3、急ぎでなければネットで薬を予約して薬局で受け取れるサービスを利用しましょう。
「e健康ショップ」では全国1万件以上の薬局から好きなところで、欲しい時に、欲しい薬を受け取れます。送料もかかりませんし、薬剤師から受け取れるので、1類も買えます。正規の医薬品供給ルートなので偽造医薬品の混入などの心配もありません。
4、上記の対策が無理で、どうしてもネットで薬を購入する必要がある方は、
身元と所在がはっきりしている正規の業者から購入しましょう。
販売者の住所、会社名、責任者の氏名、資格者の氏名と電話番号(いざという時ちゃんと繋がって即対応してくれるか?)、医薬品販売業の許可、電話番号、などの連絡先を確認しましょう。
4点目の販売者の住所は特に重要です。
まず、国内の正規の業者であるか確認してください。
日本語サイトでも、元を辿ると海外からの個人輸入のサイトが沢山あります。海外の業者には日本の薬事法は適用されません。不正があっても取り締まれません。薬の品質も不確かです。

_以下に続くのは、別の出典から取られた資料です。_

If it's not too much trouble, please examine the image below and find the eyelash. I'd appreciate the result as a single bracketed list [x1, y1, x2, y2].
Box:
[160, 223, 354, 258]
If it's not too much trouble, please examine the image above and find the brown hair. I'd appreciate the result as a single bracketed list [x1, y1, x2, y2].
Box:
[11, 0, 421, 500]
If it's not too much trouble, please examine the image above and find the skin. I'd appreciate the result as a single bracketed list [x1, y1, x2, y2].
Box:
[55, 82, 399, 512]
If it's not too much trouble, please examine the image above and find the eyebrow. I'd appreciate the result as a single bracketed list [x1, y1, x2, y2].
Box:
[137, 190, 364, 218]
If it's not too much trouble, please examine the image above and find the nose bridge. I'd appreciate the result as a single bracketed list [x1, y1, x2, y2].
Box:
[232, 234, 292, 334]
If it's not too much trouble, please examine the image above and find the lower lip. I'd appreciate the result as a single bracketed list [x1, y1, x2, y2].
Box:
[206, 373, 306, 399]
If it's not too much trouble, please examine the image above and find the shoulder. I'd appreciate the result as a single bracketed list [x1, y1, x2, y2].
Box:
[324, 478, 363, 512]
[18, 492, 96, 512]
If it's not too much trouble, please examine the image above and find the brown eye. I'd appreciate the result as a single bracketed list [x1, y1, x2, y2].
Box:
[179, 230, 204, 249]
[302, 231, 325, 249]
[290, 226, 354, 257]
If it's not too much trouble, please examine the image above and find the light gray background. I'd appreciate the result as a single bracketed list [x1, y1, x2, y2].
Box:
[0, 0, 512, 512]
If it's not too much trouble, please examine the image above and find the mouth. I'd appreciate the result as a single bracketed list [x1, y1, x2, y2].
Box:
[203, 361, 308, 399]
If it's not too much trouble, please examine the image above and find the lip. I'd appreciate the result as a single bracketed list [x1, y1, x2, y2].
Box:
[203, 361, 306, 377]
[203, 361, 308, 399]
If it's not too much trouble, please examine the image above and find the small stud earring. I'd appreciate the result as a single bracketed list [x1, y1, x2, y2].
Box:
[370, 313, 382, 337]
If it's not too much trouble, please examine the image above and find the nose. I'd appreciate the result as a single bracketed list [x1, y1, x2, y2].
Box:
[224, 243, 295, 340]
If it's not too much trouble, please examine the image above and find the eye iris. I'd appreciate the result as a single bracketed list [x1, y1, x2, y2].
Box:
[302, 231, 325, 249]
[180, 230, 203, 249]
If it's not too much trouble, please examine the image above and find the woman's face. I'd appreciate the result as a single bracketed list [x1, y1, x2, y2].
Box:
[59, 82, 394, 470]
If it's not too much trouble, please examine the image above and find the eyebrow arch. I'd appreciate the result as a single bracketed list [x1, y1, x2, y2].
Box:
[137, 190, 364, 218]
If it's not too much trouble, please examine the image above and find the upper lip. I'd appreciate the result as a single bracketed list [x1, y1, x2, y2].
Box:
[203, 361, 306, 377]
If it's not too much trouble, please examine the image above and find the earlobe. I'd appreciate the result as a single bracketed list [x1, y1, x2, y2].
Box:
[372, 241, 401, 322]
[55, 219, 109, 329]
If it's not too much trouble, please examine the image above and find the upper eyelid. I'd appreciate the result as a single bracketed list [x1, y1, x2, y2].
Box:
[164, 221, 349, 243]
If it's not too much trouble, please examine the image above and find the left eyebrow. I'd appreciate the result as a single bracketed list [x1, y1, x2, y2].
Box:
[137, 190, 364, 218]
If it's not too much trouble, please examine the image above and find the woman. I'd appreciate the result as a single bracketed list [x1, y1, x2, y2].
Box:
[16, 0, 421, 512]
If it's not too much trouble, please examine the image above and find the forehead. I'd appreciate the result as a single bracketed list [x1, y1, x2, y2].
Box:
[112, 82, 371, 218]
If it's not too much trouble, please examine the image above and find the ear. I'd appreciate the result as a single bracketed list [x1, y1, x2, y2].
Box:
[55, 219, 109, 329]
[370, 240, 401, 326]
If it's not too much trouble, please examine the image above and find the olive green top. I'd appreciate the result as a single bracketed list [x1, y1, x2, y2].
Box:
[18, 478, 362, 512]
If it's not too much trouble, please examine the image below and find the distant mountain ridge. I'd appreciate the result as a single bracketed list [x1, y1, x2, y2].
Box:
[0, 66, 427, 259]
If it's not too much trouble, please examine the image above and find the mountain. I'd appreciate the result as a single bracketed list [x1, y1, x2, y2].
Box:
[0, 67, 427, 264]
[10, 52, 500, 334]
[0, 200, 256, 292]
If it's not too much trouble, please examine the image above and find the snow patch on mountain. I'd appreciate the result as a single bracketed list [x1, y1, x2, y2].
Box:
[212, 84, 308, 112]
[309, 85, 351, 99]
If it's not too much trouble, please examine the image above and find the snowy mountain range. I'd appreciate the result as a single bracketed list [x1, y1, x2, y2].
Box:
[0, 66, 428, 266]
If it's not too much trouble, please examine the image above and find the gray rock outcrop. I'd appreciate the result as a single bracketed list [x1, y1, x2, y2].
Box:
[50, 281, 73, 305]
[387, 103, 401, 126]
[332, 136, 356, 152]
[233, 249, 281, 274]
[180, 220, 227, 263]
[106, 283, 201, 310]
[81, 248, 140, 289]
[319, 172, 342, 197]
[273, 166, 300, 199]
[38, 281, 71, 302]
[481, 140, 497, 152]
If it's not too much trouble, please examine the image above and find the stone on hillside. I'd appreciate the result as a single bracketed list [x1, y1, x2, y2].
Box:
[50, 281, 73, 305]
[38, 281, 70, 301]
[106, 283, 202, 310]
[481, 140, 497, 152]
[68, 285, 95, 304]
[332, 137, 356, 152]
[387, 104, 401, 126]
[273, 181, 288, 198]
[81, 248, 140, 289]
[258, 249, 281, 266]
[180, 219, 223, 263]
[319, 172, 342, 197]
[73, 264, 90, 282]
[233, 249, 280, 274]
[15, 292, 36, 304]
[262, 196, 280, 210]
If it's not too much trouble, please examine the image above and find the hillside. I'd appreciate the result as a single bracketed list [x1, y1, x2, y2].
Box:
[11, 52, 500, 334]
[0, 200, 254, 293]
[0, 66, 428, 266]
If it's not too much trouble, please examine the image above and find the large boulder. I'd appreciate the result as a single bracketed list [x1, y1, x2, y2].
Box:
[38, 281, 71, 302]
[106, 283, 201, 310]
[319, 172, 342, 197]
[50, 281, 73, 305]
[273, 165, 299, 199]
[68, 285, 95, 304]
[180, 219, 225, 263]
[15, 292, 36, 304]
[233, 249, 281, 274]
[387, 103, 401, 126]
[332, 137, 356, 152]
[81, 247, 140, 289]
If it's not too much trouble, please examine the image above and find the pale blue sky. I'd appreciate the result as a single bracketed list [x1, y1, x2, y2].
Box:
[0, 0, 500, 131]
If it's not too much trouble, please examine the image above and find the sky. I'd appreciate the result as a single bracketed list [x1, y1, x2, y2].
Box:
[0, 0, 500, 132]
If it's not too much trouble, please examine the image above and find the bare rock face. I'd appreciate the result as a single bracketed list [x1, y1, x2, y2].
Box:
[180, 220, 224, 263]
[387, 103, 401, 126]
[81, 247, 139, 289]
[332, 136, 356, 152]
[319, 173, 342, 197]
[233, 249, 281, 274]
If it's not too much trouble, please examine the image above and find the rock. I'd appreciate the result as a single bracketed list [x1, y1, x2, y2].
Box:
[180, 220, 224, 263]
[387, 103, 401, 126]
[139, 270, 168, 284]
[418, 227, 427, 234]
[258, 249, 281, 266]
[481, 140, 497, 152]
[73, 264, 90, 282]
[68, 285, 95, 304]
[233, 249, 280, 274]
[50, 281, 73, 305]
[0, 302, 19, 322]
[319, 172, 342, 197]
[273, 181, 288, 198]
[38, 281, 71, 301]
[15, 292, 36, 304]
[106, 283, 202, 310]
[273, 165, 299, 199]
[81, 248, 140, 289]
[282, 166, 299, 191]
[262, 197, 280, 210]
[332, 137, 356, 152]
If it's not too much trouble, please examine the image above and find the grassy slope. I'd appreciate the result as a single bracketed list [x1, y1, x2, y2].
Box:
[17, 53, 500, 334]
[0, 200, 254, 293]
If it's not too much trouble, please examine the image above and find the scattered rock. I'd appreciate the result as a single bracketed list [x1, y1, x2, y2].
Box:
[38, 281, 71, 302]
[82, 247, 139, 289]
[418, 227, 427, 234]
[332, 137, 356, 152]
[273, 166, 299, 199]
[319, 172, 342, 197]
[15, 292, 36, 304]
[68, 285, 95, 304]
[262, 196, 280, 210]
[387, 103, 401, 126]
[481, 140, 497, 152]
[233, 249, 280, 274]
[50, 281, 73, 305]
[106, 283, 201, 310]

また、インターネット薬局で住所不記載のサイトの半分以上が違法サイトであるとWHOも警告しています。http://www.who.int/mediacentre/factsheets/fs275/en/
これらのサイトでは偽造医薬品や品質不良医薬品を販売していることがあり、治療効果がないばかりか健康被害につながる可能性もあります。
そして、医薬品販売に必要な情報提供をしていないサイトや、
医療用医薬品をネット販売している国内の業者は違法サイトです。
値段が極端に安かったり高かったりするサイトには注意をしてください。正規の販売ルートを通してない可能性があります。
基本的に、どこの誰だかわからない相手から医薬品を購入する事は危険です。
最後に、ネットで薬を買う際に、自分の住所、氏名、電話番号、メールアドレス、クレジットカード番号などを販売業者に伝えていると思いますが、自分の個人情報+健康情報を全部渡しているというリスクをもう一度よく考えた上で、信頼できる薬のパートナーを探して頂ければ幸いです。